Example Workflow Steps
- Trigger (integration): Every add or update on the 'Clinic Diary' Google Calendar — no pre-filter on '[VIDEO]' or location.
- Step 1 (conditional): Look up 'Video Consults' by calendar_event_id and decide which of the four branches applies. Creation needs no existing row and a future qualifying event (no row-status check — there is no row yet). Reschedule and video-removed need an existing row with
row.status == 'Scheduled'and a future appointment. Cancellation needs an existing row but is recorded regardless of the stored slot's time. - Step 2 — creation path (integration + llm): Look up patient, clinician, and procedure duration. Create a Zoom meeting with waiting room, join-before-host disabled, and a unique passcode. Write the join link to the event location and a Join/Meeting ID/Passcode block to the description. Auto-send the patient confirmation Gmail, schedule the 24-hour reminder, and append a 'Video Consults' row with status 'Scheduled'.
- Step 3 — cancellation path (integration): Delete the Zoom meeting, auto-send the cancellation Gmail with the reception number, cancel the queued reminder, clear Zoom fields, and update status to 'Cancelled'.
- Step 4 — reschedule path (integration + llm): Update the Zoom meeting in place (same meeting_id and join_url), refresh the calendar description, auto-send the reschedule Gmail, and re-queue the 24-hour reminder for the new start time.

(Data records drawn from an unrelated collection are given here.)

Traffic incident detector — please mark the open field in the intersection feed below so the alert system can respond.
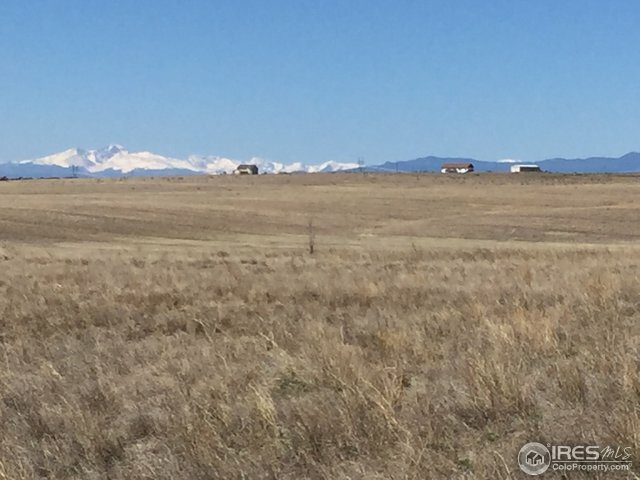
[0,174,640,480]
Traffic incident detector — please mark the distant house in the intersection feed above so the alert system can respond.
[233,164,258,175]
[511,165,542,173]
[440,162,473,173]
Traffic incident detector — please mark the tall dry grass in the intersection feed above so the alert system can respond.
[0,246,640,480]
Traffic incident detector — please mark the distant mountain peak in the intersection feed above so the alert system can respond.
[8,144,358,176]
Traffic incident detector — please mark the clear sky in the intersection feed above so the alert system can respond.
[0,0,640,164]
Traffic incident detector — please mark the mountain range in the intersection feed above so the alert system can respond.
[0,145,358,178]
[0,145,640,178]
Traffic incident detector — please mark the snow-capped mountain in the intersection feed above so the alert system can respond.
[6,145,358,176]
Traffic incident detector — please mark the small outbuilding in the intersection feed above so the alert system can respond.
[233,164,258,175]
[440,162,473,173]
[511,164,542,173]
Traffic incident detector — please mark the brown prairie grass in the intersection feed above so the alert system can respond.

An update with no time or procedure change is a no-op.
- Step 5 — video-removed path (integration): Delete the Zoom meeting, auto-send a cancellation Gmail saying reception will be in touch, cancel the queued reminder, and update status to 'Cancelled' — leaving the calendar event itself untouched.

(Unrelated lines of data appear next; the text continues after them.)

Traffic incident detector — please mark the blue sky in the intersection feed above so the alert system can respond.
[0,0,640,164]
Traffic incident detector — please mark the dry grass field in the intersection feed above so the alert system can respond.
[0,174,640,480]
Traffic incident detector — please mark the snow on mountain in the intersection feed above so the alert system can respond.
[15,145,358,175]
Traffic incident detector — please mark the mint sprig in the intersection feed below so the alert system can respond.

- Step 6 (integration): Five minutes before each Scheduled appointment, post a Slack DM to the clinician with the patient first name, the join link, and the pre-visit briefing link if one exists.

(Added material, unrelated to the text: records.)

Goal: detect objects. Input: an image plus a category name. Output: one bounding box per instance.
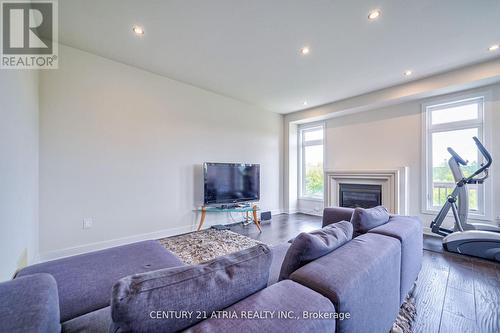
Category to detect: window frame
[421,91,493,220]
[297,122,326,202]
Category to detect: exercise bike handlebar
[448,147,467,165]
[466,136,493,183]
[472,137,493,171]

- Step 7 (integration): After the event end time, flip Scheduled rows to 'Past' — never flip Cancelled rows.
Integrations Used
- Google Calendar — the 'Clinic Diary' that triggers the workflow on every add or update
- Zoom — the per-appointment meeting with a waiting room, unique passcode, and join-before-host disabled; updated in place on a reschedule and deleted on a cancellation
- Google Sheets — the 'Patients', 'Clinicians', 'Procedures', and 'Video Consults' tabs
- Gmail — the four templated patient emails (confirmation, 24-hour reminder, reschedule, cancellation), all auto-sent
- Slack — the clinician's personal DM five minutes before the appointment
Who This Is For
Private mental health practices, private GP groups, physiotherapy first-assessment workflows, sexual-health and travel clinics, and aesthetics consultations that run a meaningful proportion of their diary on video. Particularly useful where the same clinician runs a mix of in-person and video appointments through the day, where the front desk doesn't have time to manually create a Zoom link per appointment, and where the practice has standardised on Google Calendar as the diary source of truth.
Time & Cost Saved
Reception manually creating Zoom links, pasting them into events, sending the patient confirmation, sending the reminder, and DMing the clinician — for a practice running ten to twenty video consultations a week — is two to four hours of admin a week. This workflow does all of it as a side effect of the appointment being added to the calendar. The bigger gain is the reduction in missed-or-delayed video starts: a patient who has the link in two emails and a calendar event, and a clinician who has it in a Slack DM five minutes before, simply doesn't miss the call as often as one chasing the link in three different places.